Tuesday, February 15, 2011

Home


We are home from Burkina Faso, and while the air is chilly and the snow is not red sand I am happy to be here.

The last few days in Burkina were mostly spent in the studio, marrying the music and dance at last. It’s a wonderful feeling when the two art forms start to line up. In our last run through on Saturday afternoon I was conscious to savour the environment the work was created in. The warmth, the children watching through the open door, the visual artist working on the other side of the space and of course the beautiful African wood under my feet.
My French is still terrible but Bienvenue and I have found a way to understand each other. Converse is a testament to the power of communication through the body. This creative process has been an exercise in giving up control, letting the work evolve through a long series of responses and counter responses. Most days we worked for 6-8 hours with short breaks for ‘fuel’ as Bienvenue would say, usually bananas and ground nuts!  There’s undeniably something encoded in the day to day manners of the Burkinabè. Like Bienvenue the average person we talked to placed great importance on acknowledging and taking the time to greet and ask about one another.
Most of the collaborative work John did to create the score was done with Ndoula-speaking griot musician Bema ‘Balafon’ Konaté and members of his family. I think they enjoyed themselves and one another’s company building the layers that would make up the score.
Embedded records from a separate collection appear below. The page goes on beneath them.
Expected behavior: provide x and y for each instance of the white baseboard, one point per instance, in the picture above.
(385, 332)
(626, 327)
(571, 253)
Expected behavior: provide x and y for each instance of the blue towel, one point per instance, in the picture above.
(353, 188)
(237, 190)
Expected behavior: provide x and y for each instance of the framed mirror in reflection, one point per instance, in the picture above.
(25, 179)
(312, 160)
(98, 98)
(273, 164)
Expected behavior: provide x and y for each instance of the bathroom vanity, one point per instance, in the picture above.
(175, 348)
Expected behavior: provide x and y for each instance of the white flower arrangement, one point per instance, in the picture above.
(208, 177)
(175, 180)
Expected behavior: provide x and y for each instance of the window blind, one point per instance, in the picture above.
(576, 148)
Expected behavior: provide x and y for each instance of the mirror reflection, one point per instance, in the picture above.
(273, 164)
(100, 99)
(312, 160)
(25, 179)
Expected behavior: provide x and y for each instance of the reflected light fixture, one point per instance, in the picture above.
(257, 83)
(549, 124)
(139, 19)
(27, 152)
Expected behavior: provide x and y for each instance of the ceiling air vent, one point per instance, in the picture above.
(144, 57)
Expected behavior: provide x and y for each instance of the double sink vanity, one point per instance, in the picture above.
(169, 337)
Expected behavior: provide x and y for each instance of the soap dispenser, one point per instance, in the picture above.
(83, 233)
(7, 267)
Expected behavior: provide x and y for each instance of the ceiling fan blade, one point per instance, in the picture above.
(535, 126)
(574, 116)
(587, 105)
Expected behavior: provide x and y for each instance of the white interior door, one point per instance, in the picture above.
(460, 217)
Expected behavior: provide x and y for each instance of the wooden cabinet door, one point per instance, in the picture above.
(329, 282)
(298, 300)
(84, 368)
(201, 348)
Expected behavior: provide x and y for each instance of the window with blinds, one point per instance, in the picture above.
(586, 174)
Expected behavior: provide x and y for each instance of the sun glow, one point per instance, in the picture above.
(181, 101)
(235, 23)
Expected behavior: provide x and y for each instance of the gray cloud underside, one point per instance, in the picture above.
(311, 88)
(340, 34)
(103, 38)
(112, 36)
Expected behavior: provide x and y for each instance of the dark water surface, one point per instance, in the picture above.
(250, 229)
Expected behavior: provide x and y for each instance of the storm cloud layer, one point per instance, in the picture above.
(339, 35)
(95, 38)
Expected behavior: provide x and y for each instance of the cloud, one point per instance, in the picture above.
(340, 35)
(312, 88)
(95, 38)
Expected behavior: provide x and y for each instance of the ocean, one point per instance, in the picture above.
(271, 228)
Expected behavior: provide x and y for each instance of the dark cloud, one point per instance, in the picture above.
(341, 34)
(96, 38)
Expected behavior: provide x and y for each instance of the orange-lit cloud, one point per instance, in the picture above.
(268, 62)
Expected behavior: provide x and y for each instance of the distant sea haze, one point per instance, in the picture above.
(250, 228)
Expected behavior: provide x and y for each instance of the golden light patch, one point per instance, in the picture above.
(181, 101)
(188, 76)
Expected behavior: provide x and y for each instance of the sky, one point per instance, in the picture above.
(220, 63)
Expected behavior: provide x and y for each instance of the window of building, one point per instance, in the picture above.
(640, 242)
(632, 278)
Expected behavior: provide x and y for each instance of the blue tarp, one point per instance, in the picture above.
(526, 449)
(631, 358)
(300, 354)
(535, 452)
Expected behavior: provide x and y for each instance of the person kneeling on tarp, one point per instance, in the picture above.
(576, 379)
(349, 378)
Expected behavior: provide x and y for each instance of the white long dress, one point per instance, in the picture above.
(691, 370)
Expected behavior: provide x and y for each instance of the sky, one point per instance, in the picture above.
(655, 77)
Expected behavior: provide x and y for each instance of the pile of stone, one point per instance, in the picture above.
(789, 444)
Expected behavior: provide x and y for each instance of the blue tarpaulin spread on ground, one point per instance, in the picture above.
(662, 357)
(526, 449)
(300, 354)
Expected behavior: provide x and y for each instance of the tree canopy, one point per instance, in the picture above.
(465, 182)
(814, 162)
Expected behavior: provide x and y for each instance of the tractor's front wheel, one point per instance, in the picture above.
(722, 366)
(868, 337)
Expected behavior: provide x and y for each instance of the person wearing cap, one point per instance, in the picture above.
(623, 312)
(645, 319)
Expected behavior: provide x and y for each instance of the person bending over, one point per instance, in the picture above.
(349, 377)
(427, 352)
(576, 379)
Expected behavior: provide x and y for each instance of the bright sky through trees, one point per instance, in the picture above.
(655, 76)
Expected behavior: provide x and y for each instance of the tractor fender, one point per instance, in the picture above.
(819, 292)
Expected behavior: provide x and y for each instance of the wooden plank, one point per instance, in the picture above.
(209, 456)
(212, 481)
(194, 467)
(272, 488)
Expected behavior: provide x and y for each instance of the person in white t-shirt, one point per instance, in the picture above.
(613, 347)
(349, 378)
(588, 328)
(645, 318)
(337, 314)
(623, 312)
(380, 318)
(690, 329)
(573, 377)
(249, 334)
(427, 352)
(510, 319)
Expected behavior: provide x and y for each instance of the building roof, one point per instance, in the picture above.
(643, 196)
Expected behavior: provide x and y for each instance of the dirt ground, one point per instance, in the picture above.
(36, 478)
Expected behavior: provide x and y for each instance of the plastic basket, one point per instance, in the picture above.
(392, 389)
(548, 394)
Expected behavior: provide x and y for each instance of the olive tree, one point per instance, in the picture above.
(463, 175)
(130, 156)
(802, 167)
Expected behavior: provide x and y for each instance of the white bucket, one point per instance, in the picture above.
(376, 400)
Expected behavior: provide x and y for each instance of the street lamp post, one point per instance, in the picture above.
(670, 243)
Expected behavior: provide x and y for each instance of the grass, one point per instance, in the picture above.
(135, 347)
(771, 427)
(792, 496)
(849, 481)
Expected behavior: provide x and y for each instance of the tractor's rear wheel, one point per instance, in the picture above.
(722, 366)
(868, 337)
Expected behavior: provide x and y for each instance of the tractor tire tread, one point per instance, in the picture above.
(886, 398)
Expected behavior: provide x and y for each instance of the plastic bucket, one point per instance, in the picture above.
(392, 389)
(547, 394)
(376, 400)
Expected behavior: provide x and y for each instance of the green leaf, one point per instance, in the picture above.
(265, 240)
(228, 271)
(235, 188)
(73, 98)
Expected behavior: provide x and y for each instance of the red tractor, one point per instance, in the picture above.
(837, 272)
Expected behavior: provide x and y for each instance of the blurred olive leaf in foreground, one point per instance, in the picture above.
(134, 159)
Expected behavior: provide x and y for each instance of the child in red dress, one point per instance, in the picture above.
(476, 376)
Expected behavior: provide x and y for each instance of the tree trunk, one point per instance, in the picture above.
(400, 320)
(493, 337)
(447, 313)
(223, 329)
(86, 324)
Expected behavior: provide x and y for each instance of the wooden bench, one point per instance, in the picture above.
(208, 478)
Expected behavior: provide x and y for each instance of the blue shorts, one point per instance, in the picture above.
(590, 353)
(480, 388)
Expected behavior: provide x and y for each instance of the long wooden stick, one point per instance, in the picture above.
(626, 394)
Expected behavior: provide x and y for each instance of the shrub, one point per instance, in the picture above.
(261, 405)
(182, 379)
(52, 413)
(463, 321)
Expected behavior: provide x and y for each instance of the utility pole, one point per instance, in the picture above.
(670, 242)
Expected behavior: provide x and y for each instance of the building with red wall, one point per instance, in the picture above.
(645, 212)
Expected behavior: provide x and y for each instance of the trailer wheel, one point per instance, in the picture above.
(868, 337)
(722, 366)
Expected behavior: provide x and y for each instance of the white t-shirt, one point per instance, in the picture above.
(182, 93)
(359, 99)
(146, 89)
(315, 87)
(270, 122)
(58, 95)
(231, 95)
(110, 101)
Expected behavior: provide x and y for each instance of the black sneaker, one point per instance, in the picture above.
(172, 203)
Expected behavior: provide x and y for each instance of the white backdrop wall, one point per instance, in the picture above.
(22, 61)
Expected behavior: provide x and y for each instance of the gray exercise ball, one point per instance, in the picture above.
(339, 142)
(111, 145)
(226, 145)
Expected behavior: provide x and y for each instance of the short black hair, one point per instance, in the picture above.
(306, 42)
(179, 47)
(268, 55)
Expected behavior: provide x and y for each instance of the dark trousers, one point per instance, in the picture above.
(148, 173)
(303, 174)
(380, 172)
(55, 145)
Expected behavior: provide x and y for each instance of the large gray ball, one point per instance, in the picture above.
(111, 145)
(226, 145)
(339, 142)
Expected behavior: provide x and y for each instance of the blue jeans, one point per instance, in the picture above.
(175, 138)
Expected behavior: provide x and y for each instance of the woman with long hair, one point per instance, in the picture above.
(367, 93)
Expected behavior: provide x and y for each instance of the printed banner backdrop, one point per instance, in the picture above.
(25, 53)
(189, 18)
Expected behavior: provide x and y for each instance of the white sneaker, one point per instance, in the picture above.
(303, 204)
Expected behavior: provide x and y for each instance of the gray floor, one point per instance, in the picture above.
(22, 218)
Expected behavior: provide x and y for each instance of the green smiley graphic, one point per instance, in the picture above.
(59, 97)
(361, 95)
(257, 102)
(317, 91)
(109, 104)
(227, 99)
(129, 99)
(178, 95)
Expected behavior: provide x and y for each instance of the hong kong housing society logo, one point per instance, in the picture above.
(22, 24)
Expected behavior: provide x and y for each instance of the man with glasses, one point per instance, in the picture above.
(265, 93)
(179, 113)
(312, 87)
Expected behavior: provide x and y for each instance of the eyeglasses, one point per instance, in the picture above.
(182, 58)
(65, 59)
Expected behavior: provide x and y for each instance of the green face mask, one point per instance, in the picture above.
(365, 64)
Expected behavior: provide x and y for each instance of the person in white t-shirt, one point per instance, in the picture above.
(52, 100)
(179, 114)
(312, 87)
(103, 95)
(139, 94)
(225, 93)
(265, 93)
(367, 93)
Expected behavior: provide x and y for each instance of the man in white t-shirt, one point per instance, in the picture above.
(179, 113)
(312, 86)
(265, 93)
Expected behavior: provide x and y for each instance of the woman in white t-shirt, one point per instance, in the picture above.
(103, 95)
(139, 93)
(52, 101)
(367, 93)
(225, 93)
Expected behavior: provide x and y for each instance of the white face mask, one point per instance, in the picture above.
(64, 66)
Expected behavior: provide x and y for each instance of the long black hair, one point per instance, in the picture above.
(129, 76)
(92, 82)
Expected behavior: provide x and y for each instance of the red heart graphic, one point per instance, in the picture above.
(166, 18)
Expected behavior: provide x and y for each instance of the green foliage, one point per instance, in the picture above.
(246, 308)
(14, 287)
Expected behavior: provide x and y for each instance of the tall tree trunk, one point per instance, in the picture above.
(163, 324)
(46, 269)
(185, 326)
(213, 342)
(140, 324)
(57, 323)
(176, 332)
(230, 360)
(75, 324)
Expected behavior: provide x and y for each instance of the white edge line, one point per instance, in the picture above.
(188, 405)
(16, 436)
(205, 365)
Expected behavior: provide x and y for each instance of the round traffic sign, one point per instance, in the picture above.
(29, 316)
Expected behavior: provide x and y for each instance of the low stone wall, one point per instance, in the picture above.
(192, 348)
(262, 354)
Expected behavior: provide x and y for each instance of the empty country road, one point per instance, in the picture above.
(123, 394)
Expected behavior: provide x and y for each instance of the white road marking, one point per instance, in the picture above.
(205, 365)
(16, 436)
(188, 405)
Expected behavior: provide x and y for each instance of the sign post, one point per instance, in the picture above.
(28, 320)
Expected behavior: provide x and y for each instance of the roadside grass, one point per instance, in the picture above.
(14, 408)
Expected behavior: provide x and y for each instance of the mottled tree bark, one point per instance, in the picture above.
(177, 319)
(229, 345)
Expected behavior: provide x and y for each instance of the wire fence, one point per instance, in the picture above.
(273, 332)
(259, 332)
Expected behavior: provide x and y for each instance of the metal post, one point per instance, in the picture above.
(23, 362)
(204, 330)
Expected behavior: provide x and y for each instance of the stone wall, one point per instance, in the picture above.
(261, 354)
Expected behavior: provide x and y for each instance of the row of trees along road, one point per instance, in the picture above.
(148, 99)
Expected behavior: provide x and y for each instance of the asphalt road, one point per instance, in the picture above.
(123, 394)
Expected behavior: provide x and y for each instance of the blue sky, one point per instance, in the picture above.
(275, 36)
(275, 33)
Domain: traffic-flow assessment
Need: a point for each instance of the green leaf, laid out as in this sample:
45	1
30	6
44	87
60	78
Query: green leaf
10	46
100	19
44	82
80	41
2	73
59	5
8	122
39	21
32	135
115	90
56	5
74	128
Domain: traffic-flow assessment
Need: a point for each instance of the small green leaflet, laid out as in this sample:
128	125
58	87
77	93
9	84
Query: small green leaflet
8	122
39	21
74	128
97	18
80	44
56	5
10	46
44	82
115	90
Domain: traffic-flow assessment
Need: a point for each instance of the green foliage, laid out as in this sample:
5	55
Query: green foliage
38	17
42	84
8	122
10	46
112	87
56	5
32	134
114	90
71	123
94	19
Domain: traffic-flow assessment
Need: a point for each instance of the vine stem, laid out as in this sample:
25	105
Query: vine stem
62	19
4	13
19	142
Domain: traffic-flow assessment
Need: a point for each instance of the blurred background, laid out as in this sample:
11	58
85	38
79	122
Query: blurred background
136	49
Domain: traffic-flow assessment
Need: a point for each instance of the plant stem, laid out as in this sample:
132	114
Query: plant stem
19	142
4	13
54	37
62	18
This meant travelling around Ouaga on motorcycles to get the various instruments and musicians involved on tape. There were plenty of good ideas to choose from that’s for sure.

Bienvenue arrives tonight and will go directly from the airport to our first rehearsal at the theatre. We are very lucky to have made this work in Burkina and be performing it in Canada, to have had the opportunity to be plunged into each others’ worlds in back-to-back order. Now that the project has unfolded so positively and fruitfully, and staging starts today, I can’t imagine it any other way. Besides I will always jump at a chance to be in West Africa, I am admittedly in love.